However, the sliding window approach suffered two main drawbacks that were countered by the U-Net architecture. Since each pixel was considered separately considered, the resulting patches we overlapping a lot. Hence, a lot of overall redundancy was produced. Another limitation was that the overall training procedure was quite slow and consumed a lot of time and resources. The feasibility of the working of the network is questionable due to the following reasons.
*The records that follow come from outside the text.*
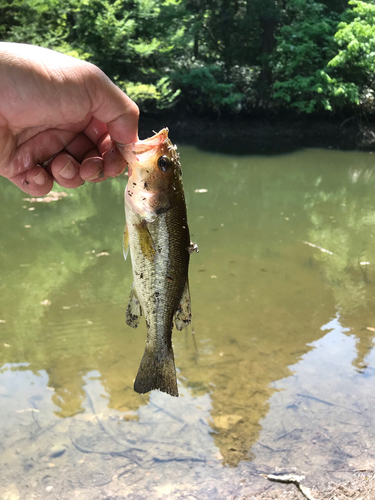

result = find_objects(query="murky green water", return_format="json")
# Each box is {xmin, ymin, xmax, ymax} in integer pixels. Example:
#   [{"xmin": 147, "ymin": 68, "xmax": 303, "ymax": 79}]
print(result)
[{"xmin": 0, "ymin": 147, "xmax": 375, "ymax": 500}]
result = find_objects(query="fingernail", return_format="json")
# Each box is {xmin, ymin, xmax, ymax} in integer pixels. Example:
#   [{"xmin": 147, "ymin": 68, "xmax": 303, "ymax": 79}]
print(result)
[
  {"xmin": 59, "ymin": 160, "xmax": 76, "ymax": 181},
  {"xmin": 33, "ymin": 170, "xmax": 47, "ymax": 186}
]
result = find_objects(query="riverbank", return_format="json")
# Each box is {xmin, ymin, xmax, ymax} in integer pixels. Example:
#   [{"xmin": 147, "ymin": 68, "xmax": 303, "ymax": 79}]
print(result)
[{"xmin": 139, "ymin": 113, "xmax": 375, "ymax": 154}]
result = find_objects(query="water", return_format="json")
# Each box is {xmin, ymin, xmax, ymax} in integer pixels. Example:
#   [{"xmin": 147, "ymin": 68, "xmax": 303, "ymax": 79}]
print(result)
[{"xmin": 0, "ymin": 147, "xmax": 375, "ymax": 500}]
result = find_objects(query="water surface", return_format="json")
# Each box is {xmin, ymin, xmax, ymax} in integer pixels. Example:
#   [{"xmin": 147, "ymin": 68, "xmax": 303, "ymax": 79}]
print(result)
[{"xmin": 0, "ymin": 147, "xmax": 375, "ymax": 500}]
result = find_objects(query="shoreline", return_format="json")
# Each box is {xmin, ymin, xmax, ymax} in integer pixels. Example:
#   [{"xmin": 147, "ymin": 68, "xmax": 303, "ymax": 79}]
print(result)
[{"xmin": 139, "ymin": 113, "xmax": 375, "ymax": 155}]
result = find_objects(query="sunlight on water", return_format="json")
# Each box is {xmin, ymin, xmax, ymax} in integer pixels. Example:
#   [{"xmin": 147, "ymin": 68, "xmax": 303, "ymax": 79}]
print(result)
[{"xmin": 0, "ymin": 147, "xmax": 375, "ymax": 500}]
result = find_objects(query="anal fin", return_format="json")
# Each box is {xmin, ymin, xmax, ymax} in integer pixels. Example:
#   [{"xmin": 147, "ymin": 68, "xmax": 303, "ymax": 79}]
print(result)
[
  {"xmin": 122, "ymin": 224, "xmax": 129, "ymax": 260},
  {"xmin": 126, "ymin": 284, "xmax": 142, "ymax": 328},
  {"xmin": 134, "ymin": 342, "xmax": 178, "ymax": 397},
  {"xmin": 174, "ymin": 280, "xmax": 191, "ymax": 331}
]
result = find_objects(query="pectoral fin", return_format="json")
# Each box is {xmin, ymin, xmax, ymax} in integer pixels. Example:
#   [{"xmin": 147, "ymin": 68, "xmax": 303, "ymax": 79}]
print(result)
[
  {"xmin": 126, "ymin": 285, "xmax": 142, "ymax": 328},
  {"xmin": 137, "ymin": 222, "xmax": 156, "ymax": 262},
  {"xmin": 122, "ymin": 224, "xmax": 129, "ymax": 260},
  {"xmin": 174, "ymin": 280, "xmax": 191, "ymax": 330}
]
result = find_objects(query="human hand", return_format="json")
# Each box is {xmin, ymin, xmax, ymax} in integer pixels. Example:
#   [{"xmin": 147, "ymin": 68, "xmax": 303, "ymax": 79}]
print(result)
[{"xmin": 0, "ymin": 42, "xmax": 139, "ymax": 196}]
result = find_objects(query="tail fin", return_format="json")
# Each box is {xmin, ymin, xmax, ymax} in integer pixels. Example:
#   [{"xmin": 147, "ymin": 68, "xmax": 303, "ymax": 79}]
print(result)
[{"xmin": 134, "ymin": 342, "xmax": 178, "ymax": 397}]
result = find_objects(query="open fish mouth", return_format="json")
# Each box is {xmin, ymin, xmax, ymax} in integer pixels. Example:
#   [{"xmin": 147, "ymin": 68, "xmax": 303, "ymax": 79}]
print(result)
[{"xmin": 116, "ymin": 128, "xmax": 169, "ymax": 167}]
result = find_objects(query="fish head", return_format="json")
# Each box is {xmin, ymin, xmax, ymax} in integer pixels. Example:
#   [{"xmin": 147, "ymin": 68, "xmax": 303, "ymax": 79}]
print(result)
[{"xmin": 118, "ymin": 128, "xmax": 181, "ymax": 222}]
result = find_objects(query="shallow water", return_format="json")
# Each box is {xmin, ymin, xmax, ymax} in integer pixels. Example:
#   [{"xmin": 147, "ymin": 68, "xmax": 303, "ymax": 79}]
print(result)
[{"xmin": 0, "ymin": 147, "xmax": 375, "ymax": 500}]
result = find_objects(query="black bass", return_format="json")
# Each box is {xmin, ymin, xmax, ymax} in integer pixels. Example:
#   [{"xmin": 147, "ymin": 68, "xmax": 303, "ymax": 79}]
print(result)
[{"xmin": 119, "ymin": 128, "xmax": 197, "ymax": 396}]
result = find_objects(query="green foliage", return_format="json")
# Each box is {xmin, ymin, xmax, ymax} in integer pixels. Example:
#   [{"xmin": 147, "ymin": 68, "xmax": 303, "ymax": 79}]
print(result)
[
  {"xmin": 174, "ymin": 66, "xmax": 244, "ymax": 113},
  {"xmin": 0, "ymin": 0, "xmax": 375, "ymax": 114},
  {"xmin": 328, "ymin": 0, "xmax": 375, "ymax": 112},
  {"xmin": 116, "ymin": 77, "xmax": 181, "ymax": 111},
  {"xmin": 273, "ymin": 0, "xmax": 336, "ymax": 113}
]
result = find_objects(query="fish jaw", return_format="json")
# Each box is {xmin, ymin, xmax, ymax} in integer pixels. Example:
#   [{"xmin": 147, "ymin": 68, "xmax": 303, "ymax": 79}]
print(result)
[{"xmin": 122, "ymin": 128, "xmax": 181, "ymax": 222}]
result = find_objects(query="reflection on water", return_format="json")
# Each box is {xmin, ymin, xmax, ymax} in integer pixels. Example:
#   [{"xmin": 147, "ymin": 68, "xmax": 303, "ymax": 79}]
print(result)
[{"xmin": 0, "ymin": 147, "xmax": 375, "ymax": 500}]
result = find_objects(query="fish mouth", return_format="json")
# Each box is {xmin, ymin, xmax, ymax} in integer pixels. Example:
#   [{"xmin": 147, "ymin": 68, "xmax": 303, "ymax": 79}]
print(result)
[
  {"xmin": 131, "ymin": 128, "xmax": 168, "ymax": 161},
  {"xmin": 116, "ymin": 127, "xmax": 169, "ymax": 172}
]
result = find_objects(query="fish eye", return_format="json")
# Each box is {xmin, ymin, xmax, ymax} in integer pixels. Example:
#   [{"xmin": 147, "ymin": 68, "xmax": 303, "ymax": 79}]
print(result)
[{"xmin": 158, "ymin": 155, "xmax": 172, "ymax": 172}]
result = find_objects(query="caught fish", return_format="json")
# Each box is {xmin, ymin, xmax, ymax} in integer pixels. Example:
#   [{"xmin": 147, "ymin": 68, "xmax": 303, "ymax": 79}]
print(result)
[{"xmin": 118, "ymin": 128, "xmax": 198, "ymax": 396}]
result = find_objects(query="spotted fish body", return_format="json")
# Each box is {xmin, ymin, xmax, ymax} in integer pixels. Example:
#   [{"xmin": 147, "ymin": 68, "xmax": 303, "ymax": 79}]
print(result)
[{"xmin": 121, "ymin": 129, "xmax": 195, "ymax": 396}]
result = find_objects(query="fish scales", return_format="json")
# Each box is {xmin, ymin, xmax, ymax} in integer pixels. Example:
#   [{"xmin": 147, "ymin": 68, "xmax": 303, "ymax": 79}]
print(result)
[{"xmin": 120, "ymin": 129, "xmax": 196, "ymax": 396}]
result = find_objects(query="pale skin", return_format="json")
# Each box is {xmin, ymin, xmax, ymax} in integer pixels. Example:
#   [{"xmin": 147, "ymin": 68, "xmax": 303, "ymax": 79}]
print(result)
[{"xmin": 0, "ymin": 42, "xmax": 139, "ymax": 196}]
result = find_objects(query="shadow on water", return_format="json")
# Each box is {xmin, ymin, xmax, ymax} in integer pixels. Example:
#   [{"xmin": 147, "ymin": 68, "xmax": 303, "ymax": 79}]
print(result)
[{"xmin": 0, "ymin": 147, "xmax": 375, "ymax": 500}]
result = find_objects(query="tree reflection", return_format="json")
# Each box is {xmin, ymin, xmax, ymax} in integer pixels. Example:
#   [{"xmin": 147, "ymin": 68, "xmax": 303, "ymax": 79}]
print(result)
[{"xmin": 0, "ymin": 148, "xmax": 375, "ymax": 465}]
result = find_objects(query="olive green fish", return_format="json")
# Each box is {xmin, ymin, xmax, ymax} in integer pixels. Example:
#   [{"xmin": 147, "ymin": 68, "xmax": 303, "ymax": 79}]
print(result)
[{"xmin": 119, "ymin": 128, "xmax": 197, "ymax": 396}]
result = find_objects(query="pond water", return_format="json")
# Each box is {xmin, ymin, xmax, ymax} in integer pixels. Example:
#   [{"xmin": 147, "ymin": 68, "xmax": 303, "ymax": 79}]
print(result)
[{"xmin": 0, "ymin": 146, "xmax": 375, "ymax": 500}]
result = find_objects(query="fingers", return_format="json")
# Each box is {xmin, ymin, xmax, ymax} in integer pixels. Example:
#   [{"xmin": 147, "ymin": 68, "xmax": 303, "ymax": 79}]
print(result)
[
  {"xmin": 9, "ymin": 165, "xmax": 53, "ymax": 196},
  {"xmin": 49, "ymin": 154, "xmax": 84, "ymax": 188}
]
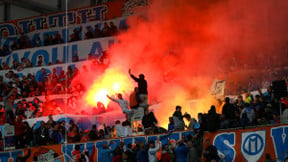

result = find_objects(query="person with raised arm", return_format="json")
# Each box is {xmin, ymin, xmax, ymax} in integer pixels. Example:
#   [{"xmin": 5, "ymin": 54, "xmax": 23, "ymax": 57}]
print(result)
[
  {"xmin": 107, "ymin": 93, "xmax": 132, "ymax": 119},
  {"xmin": 129, "ymin": 69, "xmax": 148, "ymax": 108}
]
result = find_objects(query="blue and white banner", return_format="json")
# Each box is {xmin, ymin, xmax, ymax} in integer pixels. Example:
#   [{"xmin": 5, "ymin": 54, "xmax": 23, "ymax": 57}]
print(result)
[
  {"xmin": 0, "ymin": 37, "xmax": 116, "ymax": 67},
  {"xmin": 0, "ymin": 17, "xmax": 127, "ymax": 52},
  {"xmin": 204, "ymin": 124, "xmax": 288, "ymax": 162}
]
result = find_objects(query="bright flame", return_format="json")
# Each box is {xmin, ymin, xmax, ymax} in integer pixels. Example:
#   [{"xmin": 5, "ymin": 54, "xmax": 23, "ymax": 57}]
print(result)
[{"xmin": 85, "ymin": 68, "xmax": 133, "ymax": 109}]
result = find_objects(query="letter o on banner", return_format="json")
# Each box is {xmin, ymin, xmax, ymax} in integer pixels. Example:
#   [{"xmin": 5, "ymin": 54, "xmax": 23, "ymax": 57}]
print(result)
[{"xmin": 31, "ymin": 50, "xmax": 49, "ymax": 66}]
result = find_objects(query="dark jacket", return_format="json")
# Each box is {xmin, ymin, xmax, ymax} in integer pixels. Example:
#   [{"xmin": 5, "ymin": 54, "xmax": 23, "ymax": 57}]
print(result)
[
  {"xmin": 130, "ymin": 74, "xmax": 148, "ymax": 94},
  {"xmin": 142, "ymin": 112, "xmax": 157, "ymax": 128}
]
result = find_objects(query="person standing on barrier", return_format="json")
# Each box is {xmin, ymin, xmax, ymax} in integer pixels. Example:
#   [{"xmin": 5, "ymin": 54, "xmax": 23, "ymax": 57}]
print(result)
[
  {"xmin": 107, "ymin": 93, "xmax": 132, "ymax": 119},
  {"xmin": 129, "ymin": 69, "xmax": 148, "ymax": 109}
]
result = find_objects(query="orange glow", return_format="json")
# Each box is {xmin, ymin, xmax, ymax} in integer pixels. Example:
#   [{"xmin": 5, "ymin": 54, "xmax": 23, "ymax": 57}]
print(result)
[{"xmin": 85, "ymin": 68, "xmax": 133, "ymax": 109}]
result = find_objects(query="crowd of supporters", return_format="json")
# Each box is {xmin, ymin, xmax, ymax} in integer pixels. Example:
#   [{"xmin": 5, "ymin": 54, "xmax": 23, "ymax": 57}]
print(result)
[
  {"xmin": 0, "ymin": 69, "xmax": 288, "ymax": 162},
  {"xmin": 0, "ymin": 21, "xmax": 119, "ymax": 57}
]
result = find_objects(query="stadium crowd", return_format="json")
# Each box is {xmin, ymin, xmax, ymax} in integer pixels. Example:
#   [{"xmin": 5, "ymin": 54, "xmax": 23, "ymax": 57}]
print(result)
[{"xmin": 0, "ymin": 65, "xmax": 288, "ymax": 162}]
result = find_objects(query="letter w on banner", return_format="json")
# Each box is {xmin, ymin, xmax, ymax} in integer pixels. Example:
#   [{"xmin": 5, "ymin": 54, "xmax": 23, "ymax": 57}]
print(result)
[
  {"xmin": 241, "ymin": 130, "xmax": 266, "ymax": 162},
  {"xmin": 210, "ymin": 79, "xmax": 226, "ymax": 99}
]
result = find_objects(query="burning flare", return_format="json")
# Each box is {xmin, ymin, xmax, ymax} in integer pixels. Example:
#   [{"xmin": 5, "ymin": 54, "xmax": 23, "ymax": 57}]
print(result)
[{"xmin": 85, "ymin": 68, "xmax": 133, "ymax": 109}]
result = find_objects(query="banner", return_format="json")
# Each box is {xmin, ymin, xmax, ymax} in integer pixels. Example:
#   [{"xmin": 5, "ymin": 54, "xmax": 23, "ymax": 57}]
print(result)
[
  {"xmin": 0, "ymin": 37, "xmax": 116, "ymax": 67},
  {"xmin": 23, "ymin": 110, "xmax": 125, "ymax": 131},
  {"xmin": 0, "ymin": 17, "xmax": 127, "ymax": 52},
  {"xmin": 0, "ymin": 131, "xmax": 192, "ymax": 162},
  {"xmin": 0, "ymin": 0, "xmax": 126, "ymax": 36},
  {"xmin": 204, "ymin": 124, "xmax": 288, "ymax": 162}
]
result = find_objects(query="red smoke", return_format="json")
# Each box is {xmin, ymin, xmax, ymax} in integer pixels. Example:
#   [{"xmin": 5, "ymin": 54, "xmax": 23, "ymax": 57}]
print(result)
[{"xmin": 71, "ymin": 0, "xmax": 288, "ymax": 127}]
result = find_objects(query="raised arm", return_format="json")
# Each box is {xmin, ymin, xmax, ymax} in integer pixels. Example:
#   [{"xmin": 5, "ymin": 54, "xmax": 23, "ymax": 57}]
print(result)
[
  {"xmin": 129, "ymin": 69, "xmax": 139, "ymax": 82},
  {"xmin": 106, "ymin": 95, "xmax": 118, "ymax": 103}
]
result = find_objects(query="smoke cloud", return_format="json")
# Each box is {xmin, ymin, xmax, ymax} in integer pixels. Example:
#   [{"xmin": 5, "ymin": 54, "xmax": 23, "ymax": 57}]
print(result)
[{"xmin": 73, "ymin": 0, "xmax": 288, "ymax": 127}]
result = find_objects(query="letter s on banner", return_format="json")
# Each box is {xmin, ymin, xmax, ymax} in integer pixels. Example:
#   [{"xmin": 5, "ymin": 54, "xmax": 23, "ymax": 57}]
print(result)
[{"xmin": 213, "ymin": 132, "xmax": 236, "ymax": 162}]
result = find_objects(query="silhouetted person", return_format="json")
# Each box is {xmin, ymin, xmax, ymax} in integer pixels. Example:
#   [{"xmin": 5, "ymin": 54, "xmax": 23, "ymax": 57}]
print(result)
[{"xmin": 129, "ymin": 69, "xmax": 148, "ymax": 108}]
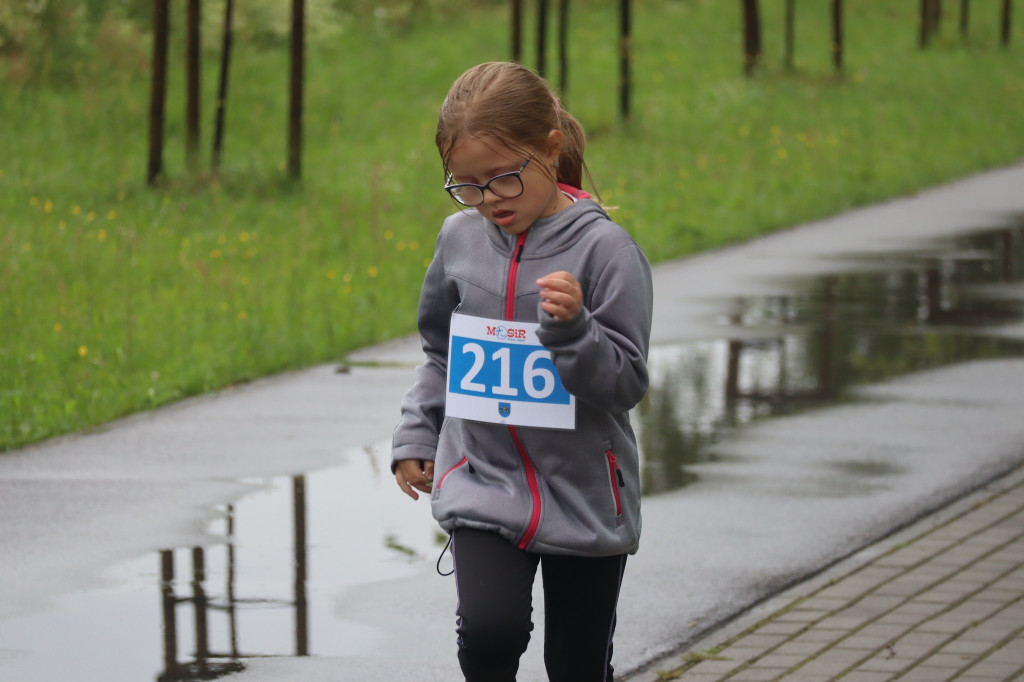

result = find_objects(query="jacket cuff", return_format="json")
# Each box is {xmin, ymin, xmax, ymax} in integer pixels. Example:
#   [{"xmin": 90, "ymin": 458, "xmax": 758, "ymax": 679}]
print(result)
[
  {"xmin": 391, "ymin": 443, "xmax": 437, "ymax": 473},
  {"xmin": 537, "ymin": 303, "xmax": 590, "ymax": 346}
]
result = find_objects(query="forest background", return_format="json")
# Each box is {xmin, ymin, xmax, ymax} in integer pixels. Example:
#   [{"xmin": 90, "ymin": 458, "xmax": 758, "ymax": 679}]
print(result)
[{"xmin": 0, "ymin": 0, "xmax": 1024, "ymax": 451}]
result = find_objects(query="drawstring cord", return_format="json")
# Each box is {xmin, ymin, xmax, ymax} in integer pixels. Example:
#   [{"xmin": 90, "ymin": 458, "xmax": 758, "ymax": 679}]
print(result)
[{"xmin": 436, "ymin": 534, "xmax": 455, "ymax": 577}]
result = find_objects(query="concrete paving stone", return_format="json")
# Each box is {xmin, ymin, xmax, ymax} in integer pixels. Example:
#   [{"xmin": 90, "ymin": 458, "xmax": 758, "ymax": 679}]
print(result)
[
  {"xmin": 965, "ymin": 660, "xmax": 1024, "ymax": 680},
  {"xmin": 886, "ymin": 600, "xmax": 943, "ymax": 621},
  {"xmin": 742, "ymin": 628, "xmax": 790, "ymax": 649},
  {"xmin": 729, "ymin": 668, "xmax": 784, "ymax": 682},
  {"xmin": 921, "ymin": 653, "xmax": 980, "ymax": 670},
  {"xmin": 860, "ymin": 615, "xmax": 916, "ymax": 641},
  {"xmin": 691, "ymin": 658, "xmax": 746, "ymax": 675},
  {"xmin": 899, "ymin": 666, "xmax": 957, "ymax": 682},
  {"xmin": 836, "ymin": 595, "xmax": 899, "ymax": 619},
  {"xmin": 940, "ymin": 638, "xmax": 992, "ymax": 656},
  {"xmin": 758, "ymin": 621, "xmax": 807, "ymax": 635},
  {"xmin": 843, "ymin": 670, "xmax": 892, "ymax": 682},
  {"xmin": 786, "ymin": 626, "xmax": 846, "ymax": 645},
  {"xmin": 715, "ymin": 640, "xmax": 774, "ymax": 663},
  {"xmin": 814, "ymin": 613, "xmax": 870, "ymax": 631},
  {"xmin": 985, "ymin": 639, "xmax": 1024, "ymax": 666},
  {"xmin": 754, "ymin": 651, "xmax": 807, "ymax": 670},
  {"xmin": 773, "ymin": 640, "xmax": 831, "ymax": 658},
  {"xmin": 836, "ymin": 630, "xmax": 893, "ymax": 651},
  {"xmin": 773, "ymin": 608, "xmax": 831, "ymax": 624}
]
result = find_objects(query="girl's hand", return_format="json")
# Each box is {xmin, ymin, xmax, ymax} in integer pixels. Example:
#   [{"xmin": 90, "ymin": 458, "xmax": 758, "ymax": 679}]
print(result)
[
  {"xmin": 394, "ymin": 460, "xmax": 434, "ymax": 500},
  {"xmin": 537, "ymin": 270, "xmax": 583, "ymax": 321}
]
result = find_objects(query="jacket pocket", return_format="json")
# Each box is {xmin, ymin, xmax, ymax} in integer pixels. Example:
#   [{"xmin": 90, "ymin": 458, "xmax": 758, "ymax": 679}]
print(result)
[
  {"xmin": 434, "ymin": 457, "xmax": 469, "ymax": 495},
  {"xmin": 604, "ymin": 447, "xmax": 626, "ymax": 518}
]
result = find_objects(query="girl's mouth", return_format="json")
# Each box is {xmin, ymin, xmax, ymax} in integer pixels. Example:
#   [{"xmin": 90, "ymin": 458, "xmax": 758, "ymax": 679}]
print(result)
[{"xmin": 490, "ymin": 209, "xmax": 515, "ymax": 227}]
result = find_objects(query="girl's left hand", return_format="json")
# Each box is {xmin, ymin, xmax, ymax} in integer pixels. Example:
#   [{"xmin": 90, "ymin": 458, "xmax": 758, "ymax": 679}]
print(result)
[{"xmin": 537, "ymin": 270, "xmax": 583, "ymax": 321}]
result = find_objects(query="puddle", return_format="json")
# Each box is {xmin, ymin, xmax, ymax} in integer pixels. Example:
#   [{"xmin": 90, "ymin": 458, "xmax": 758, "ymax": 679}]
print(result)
[
  {"xmin": 0, "ymin": 219, "xmax": 1024, "ymax": 682},
  {"xmin": 635, "ymin": 218, "xmax": 1024, "ymax": 495}
]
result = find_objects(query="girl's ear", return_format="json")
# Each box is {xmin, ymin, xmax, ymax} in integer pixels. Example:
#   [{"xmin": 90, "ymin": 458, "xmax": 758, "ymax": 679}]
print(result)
[{"xmin": 544, "ymin": 130, "xmax": 565, "ymax": 164}]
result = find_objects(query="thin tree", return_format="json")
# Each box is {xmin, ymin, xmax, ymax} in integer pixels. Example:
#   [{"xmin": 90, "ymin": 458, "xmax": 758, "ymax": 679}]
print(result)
[
  {"xmin": 831, "ymin": 0, "xmax": 843, "ymax": 71},
  {"xmin": 558, "ymin": 0, "xmax": 569, "ymax": 99},
  {"xmin": 618, "ymin": 0, "xmax": 633, "ymax": 120},
  {"xmin": 185, "ymin": 0, "xmax": 202, "ymax": 171},
  {"xmin": 211, "ymin": 0, "xmax": 234, "ymax": 171},
  {"xmin": 537, "ymin": 0, "xmax": 548, "ymax": 77},
  {"xmin": 288, "ymin": 0, "xmax": 305, "ymax": 180},
  {"xmin": 999, "ymin": 0, "xmax": 1014, "ymax": 47},
  {"xmin": 145, "ymin": 0, "xmax": 171, "ymax": 185},
  {"xmin": 782, "ymin": 0, "xmax": 797, "ymax": 71},
  {"xmin": 740, "ymin": 0, "xmax": 761, "ymax": 76},
  {"xmin": 509, "ymin": 0, "xmax": 522, "ymax": 62}
]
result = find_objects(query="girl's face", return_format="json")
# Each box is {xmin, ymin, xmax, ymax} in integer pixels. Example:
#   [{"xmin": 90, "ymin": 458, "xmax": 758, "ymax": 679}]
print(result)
[{"xmin": 447, "ymin": 131, "xmax": 572, "ymax": 235}]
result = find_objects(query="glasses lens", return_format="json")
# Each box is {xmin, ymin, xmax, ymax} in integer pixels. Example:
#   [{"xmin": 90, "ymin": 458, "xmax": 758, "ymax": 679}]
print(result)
[
  {"xmin": 449, "ymin": 186, "xmax": 483, "ymax": 206},
  {"xmin": 490, "ymin": 173, "xmax": 522, "ymax": 199}
]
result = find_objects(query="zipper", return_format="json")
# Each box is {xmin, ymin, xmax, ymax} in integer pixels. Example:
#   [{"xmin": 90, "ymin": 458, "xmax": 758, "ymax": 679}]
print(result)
[
  {"xmin": 505, "ymin": 231, "xmax": 541, "ymax": 550},
  {"xmin": 604, "ymin": 450, "xmax": 626, "ymax": 516},
  {"xmin": 435, "ymin": 457, "xmax": 469, "ymax": 493}
]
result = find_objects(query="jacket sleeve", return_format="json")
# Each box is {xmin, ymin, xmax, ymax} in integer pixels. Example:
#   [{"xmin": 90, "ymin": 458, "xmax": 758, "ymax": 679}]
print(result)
[
  {"xmin": 391, "ymin": 230, "xmax": 458, "ymax": 472},
  {"xmin": 538, "ymin": 238, "xmax": 653, "ymax": 413}
]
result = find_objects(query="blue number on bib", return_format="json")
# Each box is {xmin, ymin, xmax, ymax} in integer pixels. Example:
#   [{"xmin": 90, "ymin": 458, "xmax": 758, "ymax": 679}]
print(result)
[{"xmin": 449, "ymin": 336, "xmax": 569, "ymax": 404}]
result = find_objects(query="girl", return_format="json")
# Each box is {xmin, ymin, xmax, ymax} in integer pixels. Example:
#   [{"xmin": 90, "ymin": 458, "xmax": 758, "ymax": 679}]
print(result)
[{"xmin": 392, "ymin": 62, "xmax": 651, "ymax": 682}]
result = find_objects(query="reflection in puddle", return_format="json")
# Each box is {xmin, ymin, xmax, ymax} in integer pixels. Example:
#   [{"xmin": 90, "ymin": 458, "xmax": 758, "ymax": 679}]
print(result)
[{"xmin": 635, "ymin": 219, "xmax": 1024, "ymax": 495}]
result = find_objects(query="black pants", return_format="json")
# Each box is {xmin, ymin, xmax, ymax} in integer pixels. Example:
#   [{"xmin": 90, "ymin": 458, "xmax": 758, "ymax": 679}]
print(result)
[{"xmin": 452, "ymin": 528, "xmax": 626, "ymax": 682}]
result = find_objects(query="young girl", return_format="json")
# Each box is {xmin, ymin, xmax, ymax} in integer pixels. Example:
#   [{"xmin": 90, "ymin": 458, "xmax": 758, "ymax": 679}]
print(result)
[{"xmin": 392, "ymin": 62, "xmax": 651, "ymax": 682}]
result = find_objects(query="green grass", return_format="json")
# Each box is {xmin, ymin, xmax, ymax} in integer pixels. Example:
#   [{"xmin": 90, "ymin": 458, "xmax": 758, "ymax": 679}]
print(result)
[{"xmin": 0, "ymin": 0, "xmax": 1024, "ymax": 450}]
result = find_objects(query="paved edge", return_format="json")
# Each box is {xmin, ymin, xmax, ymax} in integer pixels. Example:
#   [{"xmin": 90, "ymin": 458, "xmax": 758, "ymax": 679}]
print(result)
[{"xmin": 621, "ymin": 458, "xmax": 1024, "ymax": 682}]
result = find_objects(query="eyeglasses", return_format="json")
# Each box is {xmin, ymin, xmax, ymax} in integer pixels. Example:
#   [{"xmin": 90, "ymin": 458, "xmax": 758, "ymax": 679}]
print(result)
[{"xmin": 444, "ymin": 150, "xmax": 537, "ymax": 206}]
The U-Net is an elegant architecture that solves most of the occurring issues. It uses the concept of fully convolutional networks for this approach. The intent of the U-Net is to capture both the features of the context as well as the localization. This process is completed successfully by the type of architecture built. The main idea of the implementation is to utilize successive contracting layers, which are immediately followed by the upsampling operators for achieving higher resolution outputs on the input images.
U-Net architecture from the following research paper
By having a brief look at the architecture shown in the image, we can notice why it is probably referred to as U-Net architecture. The shape of the so formed architecture is in the form of a ‘U’ and hence the following name. Just by looking at the structure and the numerous elements involved in the process of the construction of this architecture, we can understand that the network built is a fully convolutional network. They have not used any other layers such as dense or flatten or other similar layers. The visual representation shows an initial contracting path followed by an expanding path.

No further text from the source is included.